La part des stages passe désormais à 22 semaines, avec la distinction entre un stage d’immersion de 3 semaines en alternance et un stage projet de 2 semaines, et une meilleure définition pour le stage d’étude de 12 semaines (judicieusement repoussé après l’été) entre mémoire d’étude et rapport de stage. Quant aux enseignements à options, ils interviennent après les stages, en fin de scolarité, une fois connue l’affectation.
Car c’est l’autre petite révolution de cette réforme : la « filière recherche », objet de toutes les critiques et de tous les malentendus, disparaît en tant que telle pour n’être que mieux intégrée dans l’ensemble de l’enseignement. La place de la recherche à l’école n’est apparemment pas menacée pour autant, mais le risque d’une telle dérive est toujours possible, comme le suggère Jean-Marc Proust.

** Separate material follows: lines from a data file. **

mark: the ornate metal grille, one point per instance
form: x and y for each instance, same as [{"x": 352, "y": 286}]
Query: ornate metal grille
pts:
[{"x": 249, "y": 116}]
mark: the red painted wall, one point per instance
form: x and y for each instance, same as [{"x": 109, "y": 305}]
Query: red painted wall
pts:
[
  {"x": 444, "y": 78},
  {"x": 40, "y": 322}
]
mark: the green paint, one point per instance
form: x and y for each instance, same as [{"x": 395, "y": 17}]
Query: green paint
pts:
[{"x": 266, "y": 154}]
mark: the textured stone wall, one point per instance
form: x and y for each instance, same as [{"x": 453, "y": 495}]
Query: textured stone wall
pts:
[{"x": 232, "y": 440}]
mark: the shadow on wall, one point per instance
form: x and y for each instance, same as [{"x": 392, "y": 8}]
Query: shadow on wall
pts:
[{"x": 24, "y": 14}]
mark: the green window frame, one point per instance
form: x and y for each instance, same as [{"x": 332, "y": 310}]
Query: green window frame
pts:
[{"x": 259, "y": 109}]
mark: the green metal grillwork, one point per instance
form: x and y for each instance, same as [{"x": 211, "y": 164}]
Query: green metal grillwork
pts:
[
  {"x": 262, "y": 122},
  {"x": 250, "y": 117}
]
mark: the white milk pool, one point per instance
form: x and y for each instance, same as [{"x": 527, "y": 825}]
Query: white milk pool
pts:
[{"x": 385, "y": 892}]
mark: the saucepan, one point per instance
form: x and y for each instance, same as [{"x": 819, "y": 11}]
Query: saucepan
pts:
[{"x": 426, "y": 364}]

L’évaluation des élèves est plus concentrée : le nombre de contrôles en catalogage et bibliographie, déjà passé de 7 à 3, tend désormais vers 0. En outre, la procédure de validation des acquis est déjà mise en place : la tendance au « bachotage » et à la « secondarisation » est freinée ; la professionnalisation des contenus va d’ailleurs dans le même sens (par exemple le remplacement de l’informatique fondamentale par une véritable informatique documentaire).
Il semble bien dès lors que le succès futur de cette réforme du dcb repose largement sur la part qu’y prendra la profession, à la fois par l’encadrement des stages et, comme le soulignait Claude Jolly, par la part prise par tous à la réflexion sur la pratique professionnelle. Mais reste l’impression largement partagée et exprimée par la salle que l’hypothèse de plus en plus réaliste de l’absence de concours externe en 1997 (en dehors du concours sur titres pour les chartistes) et les incertitudes sur un éventuel concours interne sont de bien mauvais augure pour une réforme dimensionnée pour des promotions de 45 élèves conservateurs... Comme le souligne François Dupuigrenet Desroussilles, l’enssib doit se préparer et « pas seulement pour les bonnes années » : souhaitons donc bonne chance à une réforme qui démarre dans de bien difficiles conditions, et saluons l’effort de communication de l’école et de la tutelle, en souhaitant le voir se renouveler souvent.